Nasza Loteria SR - pasek na kartach artykułów

Emeryt otarł się o śmierć, dostał mandat

Halina Gajda
77-letni Szymon Tyma szedł przez jezdnię ze szpitala, gdy zmiotło go auto. Pacjenci szpitala na górce chodzą po ruchliwej drodze, bo nie ma ani chodnika, ani pasów. Starania o chodnik trwają od dziesięciu lat. Na razie jednak jest szansa jedynie na pasy.

Złamanie kości czaszki, żeber, do tego krwiak podtwardówkowy - to tylko nieliczne z obrażeń, które stwierdzono u Szymona Tymy z Wysowej-Zdroju po tym, jak potrącił go samochód. Do tragicznego w skutkach wypadku doszło na ulicy Węgierskiej na wysokości oddziału geriatrycznego gorlickiego szpitala na tak zwanej górce. Emeryt wracał od ciężko chorej siostry, która jest pacjentką zakładu opiekuńczo-leczniczego. W miejscu bez pasów przechodził nieraz, bo do najbliższego oznakowanego przejścia jest kilkaset metrów.

- Nawet gdybym nie przekroczył jezdni w tym miejscu, musiałbym pokonać poboczem ruchliwej drogi 450 metrów, bo tam nie ma też chodnika - opowiada mężczyzna.

Emeryt otarł się o śmierć. Za co tak naprawdę dostał mandat - nie wie. Dzisiaj nadal systematycznie odwiedza siostrę. Przyjeżdża z Wysowej na dworzec, stamtąd idzie do ulicy Armii Krajowej na postój taksówek i taryfą za 10 złotych jedzie te kilkaset metrów. Gdy wraca, znów wzywa taksówkę, by pokonać odcinek Węgierskiej, przy której nie ma chodnika. - Ja mam tysiąc złotych emerytury. Nie stać mnie na wożenie się taksówkami, ale nie mam innego wyjścia. Boję się, że znów coś we mnie wjedzie - tłumaczy.

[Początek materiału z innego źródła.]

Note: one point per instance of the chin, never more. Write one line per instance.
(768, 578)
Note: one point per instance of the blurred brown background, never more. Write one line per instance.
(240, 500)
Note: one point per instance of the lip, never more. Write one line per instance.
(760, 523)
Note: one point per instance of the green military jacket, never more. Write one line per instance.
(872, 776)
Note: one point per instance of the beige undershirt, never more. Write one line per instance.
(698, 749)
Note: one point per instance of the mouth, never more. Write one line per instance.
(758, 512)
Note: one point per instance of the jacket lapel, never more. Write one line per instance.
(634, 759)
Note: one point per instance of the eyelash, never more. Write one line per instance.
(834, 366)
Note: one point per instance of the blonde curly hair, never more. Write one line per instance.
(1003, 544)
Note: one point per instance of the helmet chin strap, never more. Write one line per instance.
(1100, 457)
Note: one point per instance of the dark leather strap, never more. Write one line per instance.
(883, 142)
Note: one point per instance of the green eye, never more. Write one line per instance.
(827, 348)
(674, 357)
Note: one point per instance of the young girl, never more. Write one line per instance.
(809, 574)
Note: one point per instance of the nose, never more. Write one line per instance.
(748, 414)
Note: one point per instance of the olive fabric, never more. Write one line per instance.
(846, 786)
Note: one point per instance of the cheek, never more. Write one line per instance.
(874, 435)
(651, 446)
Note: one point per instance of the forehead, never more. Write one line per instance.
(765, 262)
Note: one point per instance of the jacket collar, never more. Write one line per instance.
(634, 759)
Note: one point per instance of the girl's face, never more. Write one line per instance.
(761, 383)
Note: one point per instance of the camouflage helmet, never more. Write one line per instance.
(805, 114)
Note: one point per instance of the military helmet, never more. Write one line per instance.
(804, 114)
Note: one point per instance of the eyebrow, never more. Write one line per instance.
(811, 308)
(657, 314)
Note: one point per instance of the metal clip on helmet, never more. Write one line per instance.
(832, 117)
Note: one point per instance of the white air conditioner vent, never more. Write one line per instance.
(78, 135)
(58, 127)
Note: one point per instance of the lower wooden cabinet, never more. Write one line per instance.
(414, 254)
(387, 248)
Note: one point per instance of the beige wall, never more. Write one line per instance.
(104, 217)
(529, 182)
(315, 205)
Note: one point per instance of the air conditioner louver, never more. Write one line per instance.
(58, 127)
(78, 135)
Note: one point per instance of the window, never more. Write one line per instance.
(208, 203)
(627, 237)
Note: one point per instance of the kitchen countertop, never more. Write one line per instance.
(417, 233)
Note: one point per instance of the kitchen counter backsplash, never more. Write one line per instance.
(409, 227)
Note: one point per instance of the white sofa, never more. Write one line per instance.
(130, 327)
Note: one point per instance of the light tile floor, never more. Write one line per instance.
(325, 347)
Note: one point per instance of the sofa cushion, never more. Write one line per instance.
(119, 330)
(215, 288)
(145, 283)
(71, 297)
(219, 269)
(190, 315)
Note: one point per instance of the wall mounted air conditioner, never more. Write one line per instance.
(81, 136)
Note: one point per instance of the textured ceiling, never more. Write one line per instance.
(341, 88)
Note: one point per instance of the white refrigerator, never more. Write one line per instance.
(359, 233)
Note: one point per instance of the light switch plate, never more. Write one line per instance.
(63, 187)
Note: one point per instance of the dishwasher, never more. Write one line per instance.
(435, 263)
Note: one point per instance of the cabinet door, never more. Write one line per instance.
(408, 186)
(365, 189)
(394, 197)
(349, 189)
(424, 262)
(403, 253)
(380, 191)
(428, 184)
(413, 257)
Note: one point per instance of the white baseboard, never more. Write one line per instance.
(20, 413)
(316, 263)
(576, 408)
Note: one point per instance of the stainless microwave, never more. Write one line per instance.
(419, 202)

Nasi reporterzy interweniują w sprawie tego odcinka drogi, tym bardziej że również dyrekcja szpitala domaga się tutaj poważnych zmian.

- Nie dość, że potrącił mnie samochód, to jeszcze dostałem mandat. I to za co?! Za to, że podobno przechodziłem przez jezdnię w miejscu niedozwolonym - kręci głową 77-letni Szymon Tyma, mieszkaniec Wysowej-Zdroju. - A gdzie miałem przechodzić, skoro nie ma tam pasów? - tłumaczy.

Przejście z finałem w szpitalu

Pan Szymon nie ukrywa żalu, chce, aby jego historia była przestrogą dla innych, ale i zmusiła odpowiedzialnych za stan poboczy i oznakowanie dróg, by rozejrzeli się po mieście i dostrzegli problemy ludzi. Chodzi konkretnie o odcinek ul. Węgierskiej, od skrzyżowania ulicy Łokietka z Ariańską w kierunku Sękowej.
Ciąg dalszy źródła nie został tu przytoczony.